Academic journal article Alcohol Research

Magnetic Resonance Imaging of the Living Brain: Evidence for Brain Degeneration among Alcoholics and Recovery with Abstinence

Academic journal article Alcohol Research

Magnetic Resonance Imaging of the Living Brain: Evidence for Brain Degeneration among Alcoholics and Recovery with Abstinence

Article excerpt

Magnetic resonance imaging (MRI) provides a safe, noninvasive method to examine the brain's macrostructure, microstructure, and some aspects of how the living brain functions. MRI is capable of detecting abnormalities that can occur with alcoholism as well as changes that can occur with sobriety and relapse. The brain pathology associated with chronic excessive alcohol consumption is well documented with imaging of the living body (i.e., in vivo imaging). Consistent findings include shrinkage of the frontal cortex,1 underlying white matter, and cerebellum and expansion of the ventricles. Some of these changes are reversible with abstinence, but some appear to be enduring. Research showing correlations between brain structure and quantitative neuropsychological testing demonstrates the functional consequences of the pathology. In addition, functional imaging studies provide evidence that the brain compensates for cognitive deficits. The myriad concomitants of alcoholism, the antecedents, and the consumption patterns each may influence the observed brain changes associated with alcoholism, which tend to be more deleterious with increasing age. The multifaceted nature of alcoholism presents unique challenges and opportunities to understand the mechanisms underlying alcoholism-induced neuropathology and its recovery. Longitudinal MRI studies of animal models of alcoholism, however, can address questions about the development and course of alcohol dependence and the scope and limits of in vivo degeneration and recovery of brain structure and concomitant function that may not be readily addressed in clinical studies. KEY WORDS: Alcoholism; brain; brain function; brain structure; neuropathology; cognitive impairment; brain imaging; neuroimaging; magnetic resonance imaging (MRI); functional magnetic resonance imaging (fMRI); diffusion tensor imaging (DTI); in vivo imaging studies; frontal cortex; white matter; human studies; animal models; longitudinal studies

Alcohol use disorders are characterized by the excessive consumption of alcohol despite its interference with an individual's physical, mental, interpersonal, and social wellbeing. These harmful behavioral effects are mediated through the brain, which can undergo changes in structure, function, and basic physiology. Some studies (e.g., Cardenas et al. 2007; Gazdzinski et al. 2005a; Pfefferbaum et al. 1995) have shown evidence for recovery with extended sobriety, but some of the brain changes may persist even after extended sobriety, reflecting diminished ability to maintain function when confronted by degenerative processes (i.e., functional reserve) and decreased ability of the brain to change (i.e., plasticity). These persistent alcoholinduced brain changes themselves then may contribute to the selfsustaining nature of alcoholism.

This article reviews studies using three different types of magnetic resonance imaging (MRI)2 brain scanning to measure the effects of excessive chronic alcohol consumption on brain size or shape (i.e., macrostructure), tissue quality (i.e., microstructure), and function (i.e., localized blood flow in support of cognitive or motor tasks).
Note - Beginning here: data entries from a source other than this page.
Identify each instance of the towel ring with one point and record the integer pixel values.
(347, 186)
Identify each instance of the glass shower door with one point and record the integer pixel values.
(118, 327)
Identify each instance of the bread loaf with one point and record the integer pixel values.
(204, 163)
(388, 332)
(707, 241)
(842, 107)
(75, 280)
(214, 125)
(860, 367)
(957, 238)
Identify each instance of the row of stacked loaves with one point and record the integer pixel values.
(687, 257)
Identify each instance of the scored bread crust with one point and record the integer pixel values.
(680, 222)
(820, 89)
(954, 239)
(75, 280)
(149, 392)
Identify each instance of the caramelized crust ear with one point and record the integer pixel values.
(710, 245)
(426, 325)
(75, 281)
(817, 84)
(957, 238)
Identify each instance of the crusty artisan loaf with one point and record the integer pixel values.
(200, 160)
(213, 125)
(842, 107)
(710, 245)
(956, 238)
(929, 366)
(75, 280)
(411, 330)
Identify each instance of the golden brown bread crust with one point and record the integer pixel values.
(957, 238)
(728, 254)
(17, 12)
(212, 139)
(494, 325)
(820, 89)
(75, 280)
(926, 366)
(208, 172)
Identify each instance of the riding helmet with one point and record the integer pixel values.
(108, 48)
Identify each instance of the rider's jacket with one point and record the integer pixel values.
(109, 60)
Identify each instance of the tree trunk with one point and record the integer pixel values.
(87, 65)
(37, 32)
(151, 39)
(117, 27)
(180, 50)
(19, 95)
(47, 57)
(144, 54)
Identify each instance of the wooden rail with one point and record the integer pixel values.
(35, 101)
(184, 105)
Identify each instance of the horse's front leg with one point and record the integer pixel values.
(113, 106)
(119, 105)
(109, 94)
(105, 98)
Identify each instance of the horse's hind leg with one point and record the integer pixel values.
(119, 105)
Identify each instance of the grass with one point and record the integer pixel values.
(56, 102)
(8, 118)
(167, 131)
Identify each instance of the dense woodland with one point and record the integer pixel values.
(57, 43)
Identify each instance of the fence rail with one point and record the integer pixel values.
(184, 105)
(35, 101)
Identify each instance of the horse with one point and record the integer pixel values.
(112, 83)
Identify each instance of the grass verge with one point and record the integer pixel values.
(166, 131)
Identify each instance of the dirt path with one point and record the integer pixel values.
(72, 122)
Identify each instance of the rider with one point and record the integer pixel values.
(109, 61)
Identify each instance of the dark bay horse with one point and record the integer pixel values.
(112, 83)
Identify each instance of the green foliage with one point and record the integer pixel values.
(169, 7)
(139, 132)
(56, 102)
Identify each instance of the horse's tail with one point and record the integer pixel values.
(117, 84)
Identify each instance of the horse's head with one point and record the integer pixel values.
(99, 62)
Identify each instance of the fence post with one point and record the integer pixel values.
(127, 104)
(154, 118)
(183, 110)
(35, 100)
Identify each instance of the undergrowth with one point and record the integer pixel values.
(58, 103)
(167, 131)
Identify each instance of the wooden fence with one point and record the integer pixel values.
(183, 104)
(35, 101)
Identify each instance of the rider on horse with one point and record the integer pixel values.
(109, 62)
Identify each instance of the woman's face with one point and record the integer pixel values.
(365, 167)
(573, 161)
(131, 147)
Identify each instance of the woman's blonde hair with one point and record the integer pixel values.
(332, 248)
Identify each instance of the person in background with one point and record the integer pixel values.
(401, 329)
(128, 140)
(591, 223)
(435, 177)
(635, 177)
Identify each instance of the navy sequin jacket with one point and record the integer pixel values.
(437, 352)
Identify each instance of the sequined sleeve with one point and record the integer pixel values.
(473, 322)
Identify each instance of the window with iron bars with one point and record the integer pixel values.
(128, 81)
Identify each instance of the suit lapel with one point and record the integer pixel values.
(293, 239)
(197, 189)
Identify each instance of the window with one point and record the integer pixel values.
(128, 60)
To assess the immediate effects of chronic excessive drinking on the brain and cognitive and motor performance, investigators most commonly test alcoholics shortly after they enter treatment and compare them with lowalcohol- consuming study participants (i.e., control subjects) of similar age, sex, and socioeconomic level.

To test whether the effects of excessive alcohol consumption persist after sobriety is maintained, investigators may compare alcoholics with different lengths of sobriety or preferably follow the same people over time and retest them after varying periods of sobriety. Importantly, these longitudinal studies also require retesting a comparison group of lowalcohol drinkers to control for normal changes in aging and distortion inherent to MRI (i.e., scanner drift) over time. …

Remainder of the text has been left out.